Portanto, é perceptível em "O pagador de promessas", que a intolerância e o preconceito, assuntos relacionados aos problemas do povo brasileiro, não são fixos e naturais, mas algo que interage com os diferentes contextos sociais. Diferentes épocas podem dificultar ou favorecer sua manifestação. E, mesmo em tempos nebulosos, sempre há indivíduos cujas posturas contribuem para o questionamento e superação da intolerância e do preconceito, ainda que sejam minoritários e talvez não se façam ouvir, como foi o caso de Zé do Burro.

Partindo-se do pressuposto de que as semelhanças entre teatro e cinema são significativas, já que o propósito de ambos é atingir o público, é relevante verificar que a forma pela qual cada uma destas artes o faz é que as difere. Sendo assim, entende-se que toda a forma estética pela qual o cinema se distancia do teatro remete-se ao fato do primeiro estar bem mais próximo da realidade que o segundo, pois, além dos efeitos, da visão e dos espaços serem múltiplos (paisagens, cenas, marcas de tempo), a velocidade com que as imagens são transmitidas são fatores imprescindíveis nessa distinção, ou seja, a diferença essencial está na multiplicidade das distâncias e ângulos de composição da cena que somente a câmera e a montagem no cinema permitem manobrar. É nessa conjuntura que se enfatiza a força expressiva do plano cinematográfico, cuja proximidade máxima de atores e/ou objetos permite dar intensidade a efeitos dramáticos e psicológicos, desde que utilizado de forma criativa pelo cineasta.

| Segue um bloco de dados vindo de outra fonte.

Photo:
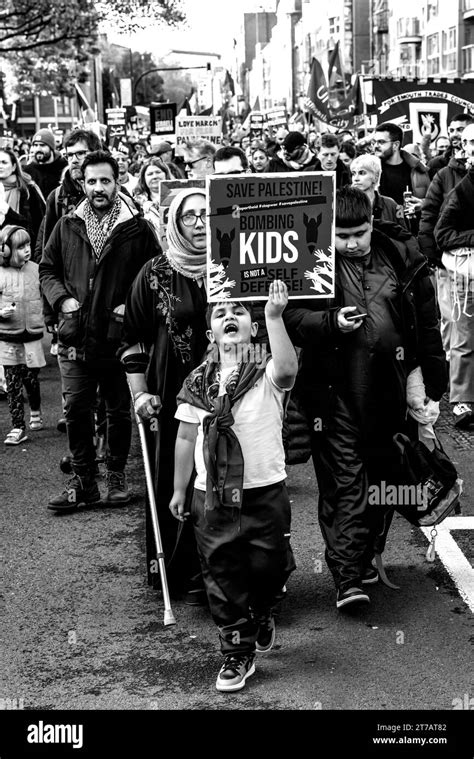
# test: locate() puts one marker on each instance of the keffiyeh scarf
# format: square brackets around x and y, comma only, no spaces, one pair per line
[99,230]
[221,448]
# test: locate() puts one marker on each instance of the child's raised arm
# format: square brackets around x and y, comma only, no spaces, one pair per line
[285,363]
[183,467]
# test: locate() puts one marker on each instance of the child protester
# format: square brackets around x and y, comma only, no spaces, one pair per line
[21,330]
[231,412]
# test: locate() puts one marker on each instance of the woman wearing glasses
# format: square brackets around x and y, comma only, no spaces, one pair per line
[147,191]
[164,339]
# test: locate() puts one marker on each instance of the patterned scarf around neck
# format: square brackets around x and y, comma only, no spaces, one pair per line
[99,230]
[184,257]
[221,448]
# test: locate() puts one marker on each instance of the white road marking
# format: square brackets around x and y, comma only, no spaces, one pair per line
[452,557]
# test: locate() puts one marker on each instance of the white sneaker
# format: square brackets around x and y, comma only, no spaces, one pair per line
[36,422]
[463,415]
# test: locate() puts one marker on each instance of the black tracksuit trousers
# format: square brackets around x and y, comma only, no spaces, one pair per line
[246,559]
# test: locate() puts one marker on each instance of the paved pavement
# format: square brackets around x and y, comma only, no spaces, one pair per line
[84,631]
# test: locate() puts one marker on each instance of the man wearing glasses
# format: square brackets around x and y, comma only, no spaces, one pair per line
[198,156]
[455,130]
[401,171]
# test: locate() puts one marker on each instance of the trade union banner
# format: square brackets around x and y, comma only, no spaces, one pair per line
[263,227]
[420,107]
[168,190]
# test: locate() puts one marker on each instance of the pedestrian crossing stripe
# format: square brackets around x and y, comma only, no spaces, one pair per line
[455,562]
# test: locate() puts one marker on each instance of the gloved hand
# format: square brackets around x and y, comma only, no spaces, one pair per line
[147,405]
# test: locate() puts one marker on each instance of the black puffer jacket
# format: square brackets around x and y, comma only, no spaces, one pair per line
[455,227]
[443,182]
[69,268]
[312,325]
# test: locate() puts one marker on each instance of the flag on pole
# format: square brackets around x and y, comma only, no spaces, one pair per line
[317,97]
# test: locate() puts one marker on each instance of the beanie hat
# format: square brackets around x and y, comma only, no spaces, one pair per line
[293,140]
[46,136]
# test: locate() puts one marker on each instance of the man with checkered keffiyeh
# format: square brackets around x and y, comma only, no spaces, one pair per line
[89,263]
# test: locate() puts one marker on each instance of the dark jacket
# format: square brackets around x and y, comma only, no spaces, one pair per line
[30,213]
[420,179]
[386,209]
[69,268]
[455,227]
[46,175]
[444,181]
[312,325]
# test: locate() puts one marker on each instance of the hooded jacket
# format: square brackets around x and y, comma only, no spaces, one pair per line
[444,181]
[69,268]
[21,286]
[455,227]
[420,179]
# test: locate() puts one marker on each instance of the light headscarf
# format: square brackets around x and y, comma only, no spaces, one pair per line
[182,255]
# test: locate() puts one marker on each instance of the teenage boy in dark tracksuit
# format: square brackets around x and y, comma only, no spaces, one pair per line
[357,351]
[231,413]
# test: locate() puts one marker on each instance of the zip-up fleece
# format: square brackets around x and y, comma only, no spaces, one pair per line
[21,286]
[70,269]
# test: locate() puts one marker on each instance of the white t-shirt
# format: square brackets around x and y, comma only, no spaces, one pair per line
[258,418]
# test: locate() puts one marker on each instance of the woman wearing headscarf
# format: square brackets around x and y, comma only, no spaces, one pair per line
[164,338]
[147,191]
[21,200]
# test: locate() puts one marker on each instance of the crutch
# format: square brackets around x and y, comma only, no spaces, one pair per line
[168,618]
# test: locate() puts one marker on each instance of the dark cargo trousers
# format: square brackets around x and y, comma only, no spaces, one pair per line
[352,528]
[246,559]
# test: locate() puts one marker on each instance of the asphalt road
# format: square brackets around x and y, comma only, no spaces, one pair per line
[82,630]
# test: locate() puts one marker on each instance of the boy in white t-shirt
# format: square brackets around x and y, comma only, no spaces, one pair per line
[231,412]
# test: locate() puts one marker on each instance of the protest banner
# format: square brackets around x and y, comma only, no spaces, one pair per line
[116,122]
[419,107]
[196,128]
[169,188]
[276,117]
[163,122]
[270,226]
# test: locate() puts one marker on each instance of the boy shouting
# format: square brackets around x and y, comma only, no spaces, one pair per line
[231,411]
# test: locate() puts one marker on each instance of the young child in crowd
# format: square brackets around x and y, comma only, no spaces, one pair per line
[21,330]
[231,411]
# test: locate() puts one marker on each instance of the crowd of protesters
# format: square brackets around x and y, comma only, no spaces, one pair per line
[80,232]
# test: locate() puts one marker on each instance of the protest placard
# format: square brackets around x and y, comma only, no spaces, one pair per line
[195,128]
[263,227]
[168,190]
[163,121]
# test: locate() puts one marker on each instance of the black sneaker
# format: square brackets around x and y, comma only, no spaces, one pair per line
[117,488]
[266,633]
[234,672]
[370,575]
[351,596]
[79,491]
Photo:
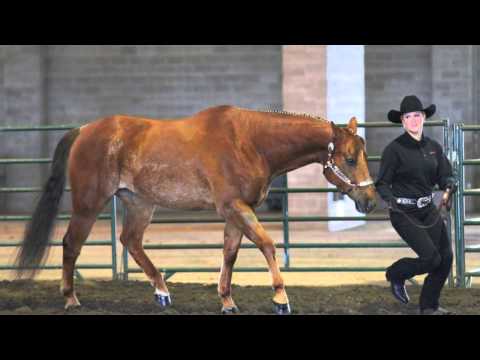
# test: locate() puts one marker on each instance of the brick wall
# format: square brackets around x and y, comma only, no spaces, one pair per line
[23,103]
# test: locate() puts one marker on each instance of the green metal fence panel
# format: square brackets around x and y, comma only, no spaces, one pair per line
[464,276]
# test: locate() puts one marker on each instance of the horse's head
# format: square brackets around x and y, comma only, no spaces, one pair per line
[347,167]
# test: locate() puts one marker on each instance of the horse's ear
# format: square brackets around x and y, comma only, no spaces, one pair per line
[352,125]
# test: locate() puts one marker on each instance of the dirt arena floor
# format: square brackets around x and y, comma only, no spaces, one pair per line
[195,293]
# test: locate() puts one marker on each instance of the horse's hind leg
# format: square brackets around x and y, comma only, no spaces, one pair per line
[137,218]
[78,231]
[232,240]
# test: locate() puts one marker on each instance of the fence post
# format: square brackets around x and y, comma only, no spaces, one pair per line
[460,253]
[113,223]
[286,231]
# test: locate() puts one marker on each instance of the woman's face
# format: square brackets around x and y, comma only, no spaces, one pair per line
[413,122]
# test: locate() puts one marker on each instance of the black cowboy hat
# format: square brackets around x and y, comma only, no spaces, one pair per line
[410,103]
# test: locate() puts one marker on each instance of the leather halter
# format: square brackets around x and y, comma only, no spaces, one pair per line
[330,164]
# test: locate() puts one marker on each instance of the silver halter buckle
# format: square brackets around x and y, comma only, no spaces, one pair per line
[336,170]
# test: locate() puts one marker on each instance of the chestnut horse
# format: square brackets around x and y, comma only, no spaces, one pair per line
[222,158]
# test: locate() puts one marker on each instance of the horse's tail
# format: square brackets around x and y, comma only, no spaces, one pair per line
[38,231]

Deste modo, é relevante advertir a notória contribuição destas artes para o desenvolvimento e reflexão da humanidade e, perceber que, com o passar do tempo, o questionamento sobre a origem das obras, ou sobreposição da importância de uma pela outra vai ficando para trás, pois todas acabam se completando, em certa medida, e têm o mesmo objetivo que é a representação da sociedade para ela e por ela.

REFERÊNCIAS:

CÂNDIDO, Antônio et al. A personagem da ficção. 4. ed. São Paulo: Retrospectiva, 1974, p. 53-119.

GOMES, Dias. O pagador de promessas. 1. ed. Rio de Janeiro: Bertrand Brasil, 2003.

OLIVEIRA, Marinyze Prates de. Olhares Roubados – Cinema, Literatura e Nacionalidade. Salvador: Quarteto/FAPESB, 2004, p.59-84.

O PAGADOR DE PROMESSAS. Baseado na obra de: Alfredo de Freitas Dias Gomes. Direção: Anselmo Duarte. Produção: Oswaldo Massaini e Francisco de Castro. Roteiro: Anselmo Duarte Bento. Dynafilmes. DVD, 95 min, 1962.

ROSENFELD, Anatol. O mito e o herói no moderno teatro brasileiro. São Paulo: Perspectiva,1982.